A word of caution when you purchase the ingredients to make the curd: don’t be fooled by passion fruit concentrate, because most brands contain carmine and are therefore not vegan-friendly. Now go forth and curd.

Passion Fruit Curd:
Try stirring this in unsweetened plain vegan yogurt, drizzled on pancakes or waffles, as a tartlet filling, or eaten by the spoonful. Makes for awesome frozen pops too, using shot glasses.

3/4 cup (180 ml) passion fruit juice (preferably unsweetened)
6 tablespoons to 1/2 cup (90 to 120 ml) light agave nectar (dip a clean finger before adding the cornstarch slurry to judge if you want more than 6 tablespoons, it will depend on the juice you use)
1/4 cup (60 g) coconut butter (see below)
2 tablespoons (30 ml) fresh lemon juice
Pinch fine sea salt
1 tablespoon (8 g) cornstarch
1 tablespoon (15 ml) water

In a blender, combine the juice, agave nectar, coconut butter, lemon juice, and salt. If tiny little bits of coconut from the coconut butter are still present after blending and you want to get rid of them, just strain the mixture in a fine-mesh sieve. Transfer to a medium, heavy-bottomed saucepan. Combine the cornstarch with the water in a small bowl, until completely dissolved. Pour this mixture into the passion fruit preparation. Whisk to combine. Heat on medium-high heat, and cook until it just starts to thicken, about 8 to 10 minutes, whisking constantly. Transfer into jars, and put the lids on once the curd has cooled. Store in the refrigerator for up to 2 weeks. Note that the curd will continue to thicken as it cools.

Yield: 1 1/3 cups (370 g)

Coconut Butter:
Be sure not to use defatted coconut, you need the natural coconut oil to be released in order to get butter. It might depend on the food processor or blender you use, but don’t expect 100% smooth results.
You can enjoy this on top of toasted bread, drizzled on pancakes or waffles (just like the curd), and as an addition to smoothies or soups. Or, you know, as a component of passion fruit curd.

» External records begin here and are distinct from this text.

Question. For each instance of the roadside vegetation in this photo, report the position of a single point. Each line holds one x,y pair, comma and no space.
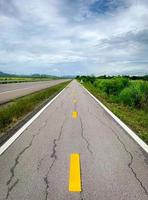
124,96
12,78
16,110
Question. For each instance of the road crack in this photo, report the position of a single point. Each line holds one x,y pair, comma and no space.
12,169
54,157
127,151
84,138
130,164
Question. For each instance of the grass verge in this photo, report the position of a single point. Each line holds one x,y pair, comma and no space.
16,110
136,119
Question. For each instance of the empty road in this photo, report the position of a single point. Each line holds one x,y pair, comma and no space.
14,90
37,165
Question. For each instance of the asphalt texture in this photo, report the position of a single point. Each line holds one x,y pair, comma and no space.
12,91
36,165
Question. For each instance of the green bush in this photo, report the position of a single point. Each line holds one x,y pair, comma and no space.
136,95
112,86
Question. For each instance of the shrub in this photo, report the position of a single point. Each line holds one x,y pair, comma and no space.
136,95
112,86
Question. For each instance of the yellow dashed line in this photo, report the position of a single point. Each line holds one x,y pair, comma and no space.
74,114
74,101
74,175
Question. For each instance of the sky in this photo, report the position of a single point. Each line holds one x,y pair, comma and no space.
74,37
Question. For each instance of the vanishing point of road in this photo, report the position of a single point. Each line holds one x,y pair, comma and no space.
37,165
12,91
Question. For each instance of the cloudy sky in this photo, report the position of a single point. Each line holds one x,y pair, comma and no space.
69,37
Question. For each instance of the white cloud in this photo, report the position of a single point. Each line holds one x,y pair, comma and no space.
46,33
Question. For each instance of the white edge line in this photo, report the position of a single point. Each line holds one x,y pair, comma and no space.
22,129
142,144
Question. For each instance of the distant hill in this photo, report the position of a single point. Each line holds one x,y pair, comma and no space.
3,74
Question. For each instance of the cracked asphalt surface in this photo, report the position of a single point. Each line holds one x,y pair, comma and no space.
15,90
36,165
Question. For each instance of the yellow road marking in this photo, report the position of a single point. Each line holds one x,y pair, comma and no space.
74,101
74,176
74,114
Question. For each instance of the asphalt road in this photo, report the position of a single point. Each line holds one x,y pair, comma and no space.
15,90
36,165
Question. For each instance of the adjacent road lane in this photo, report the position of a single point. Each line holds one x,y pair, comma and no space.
36,165
15,90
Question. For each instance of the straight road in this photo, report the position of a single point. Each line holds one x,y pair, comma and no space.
15,90
37,165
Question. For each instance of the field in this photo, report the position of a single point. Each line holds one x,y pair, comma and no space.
126,98
12,112
14,79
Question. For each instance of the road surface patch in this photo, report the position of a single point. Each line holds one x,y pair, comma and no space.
75,175
74,114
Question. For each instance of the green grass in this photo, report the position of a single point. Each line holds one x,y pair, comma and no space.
129,102
14,111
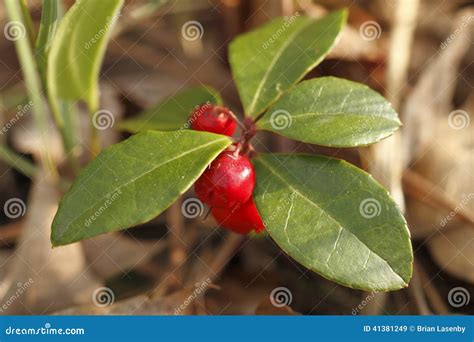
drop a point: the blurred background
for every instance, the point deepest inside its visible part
(417, 53)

12 ounces (340 g) unsweetened shredded or flaked coconut

Place the coconut in a food processor or high-speed blender. Process until the coconut transforms into a runny mixture, similar to nut butter. This will take quite a while depending on the machine, between 10 and 15 minutes. If you see the motor of your machine starts to heat, be sure to take a few breaks. Stop the machine occasionally to scrap the sides with a rubber spatula. Once the coconut butter is ready, transfer it into airtight jars. If you store the coconut butter in the refrigerator, it will harden and will need to be removed from the refrigerator for an hour or two before use. It can also be slowly heated in the microwave oven if you use one, or in a bain-marie on the stove. If you eat the coconut butter within a week, it’s fine to leave it on the counter without refrigeration.